RULES — READ CAREFULLY:
- Fetch EVERY single unread email, however many there are.
  No caps, no pagination limits, no early stops.
- You MUST call google_gmail_read for EACH email individually.
  Reading the subject line or metadata from google_gmail_search
  is NOT enough — you need the full body content of every email.
- Do NOT skip emails because you think you already know what
  they're about from the search results. Search results give
  you metadata only. You MUST read the actual content.
- If there are 43 unread emails, I expect to see 43
  google_gmail_read calls. If there are 200, I expect 200.
  No exceptions.
- Work in batches of 10-15 reads per response. After each
  batch, continue with the remaining emails in your next
  response. Do NOT produce any summary, briefing, or final
  output until EVERY email has been read via google_gmail_read.
- Do NOT mark any email as read. Do NOT archive, label, move,
  or modify anything.

COMPLETION CHECK:
Before producing your final briefing, count how many
google_gmail_read calls you made. If that number is less than
the total unread count from google_gmail_search, you are NOT
done — go back and read the ones you missed.
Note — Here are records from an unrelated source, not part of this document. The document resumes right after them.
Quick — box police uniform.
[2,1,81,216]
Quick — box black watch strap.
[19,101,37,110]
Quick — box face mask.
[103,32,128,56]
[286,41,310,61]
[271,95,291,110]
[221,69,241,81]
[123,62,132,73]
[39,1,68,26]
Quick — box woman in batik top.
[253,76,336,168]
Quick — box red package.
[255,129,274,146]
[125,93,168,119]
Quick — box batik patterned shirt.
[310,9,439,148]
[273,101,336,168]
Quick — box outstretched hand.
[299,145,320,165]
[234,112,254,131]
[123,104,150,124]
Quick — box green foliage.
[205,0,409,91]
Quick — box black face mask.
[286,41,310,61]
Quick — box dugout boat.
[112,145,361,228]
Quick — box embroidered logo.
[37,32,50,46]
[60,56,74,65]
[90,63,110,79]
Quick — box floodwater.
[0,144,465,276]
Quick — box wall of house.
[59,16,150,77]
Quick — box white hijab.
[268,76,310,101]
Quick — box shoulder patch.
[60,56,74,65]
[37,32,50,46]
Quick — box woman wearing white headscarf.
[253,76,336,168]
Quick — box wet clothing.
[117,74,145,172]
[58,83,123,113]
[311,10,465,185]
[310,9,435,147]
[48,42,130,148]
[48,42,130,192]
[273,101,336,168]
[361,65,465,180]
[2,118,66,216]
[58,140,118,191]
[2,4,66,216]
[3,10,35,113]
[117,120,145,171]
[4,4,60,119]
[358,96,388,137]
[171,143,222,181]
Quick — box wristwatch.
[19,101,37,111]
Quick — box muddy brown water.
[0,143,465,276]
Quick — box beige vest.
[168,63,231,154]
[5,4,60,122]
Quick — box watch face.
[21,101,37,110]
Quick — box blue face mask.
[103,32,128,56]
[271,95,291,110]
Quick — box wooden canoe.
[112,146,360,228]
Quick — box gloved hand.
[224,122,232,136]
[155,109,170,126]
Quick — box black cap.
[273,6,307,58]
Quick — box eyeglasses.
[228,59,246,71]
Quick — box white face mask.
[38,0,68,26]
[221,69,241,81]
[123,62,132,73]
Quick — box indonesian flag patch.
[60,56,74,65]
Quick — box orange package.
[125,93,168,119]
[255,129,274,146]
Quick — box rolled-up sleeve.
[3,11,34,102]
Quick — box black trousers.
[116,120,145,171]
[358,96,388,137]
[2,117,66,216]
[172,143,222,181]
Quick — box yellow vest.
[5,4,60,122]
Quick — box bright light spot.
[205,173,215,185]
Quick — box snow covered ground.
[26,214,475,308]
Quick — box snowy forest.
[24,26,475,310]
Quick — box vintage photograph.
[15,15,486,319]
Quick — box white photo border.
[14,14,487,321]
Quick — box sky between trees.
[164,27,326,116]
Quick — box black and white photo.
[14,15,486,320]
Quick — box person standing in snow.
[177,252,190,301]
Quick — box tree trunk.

BRIEFING FORMAT (only after ALL emails are read):
1. Total unread count per account
2. For each email:
   - Who it's from and when
   - One-line summary of what they want or what it's about
   - Priority: urgent (needs action today), normal, or low
     (newsletter/promo/notification)
3. At the end, list any emails that need a reply with a
   suggested one-liner I can approve or edit
Change Weekday (07:30) to match your schedule — Daily (08:00) for every day, Cron (0 7 * * 1-5) for weekdays only, or Weekly (Monday 07:00) for a weekly digest.

Limits

  • OAuth “Testing” status — Your consent screen stays in “Testing” mode, which limits authorization to the test users you added (yourself). This is fine for personal use. If you want others to use it, you’d need to publish the app through Google’s verification process.
  • Token refresh — Tokens refresh automatically. If you revoke access from your Google Account security settings, re-authorize in Wolffish Settings.
  • Rate limits — Google’s Gmail API has generous free quotas (250 quota units per user per second). Normal personal usage won’t come close.
  • No attachment content — Wolffish can see attachment metadata (name, type, size) but doesn’t download or read attachment contents by default. You can ask it to download specific attachments via Google Drive.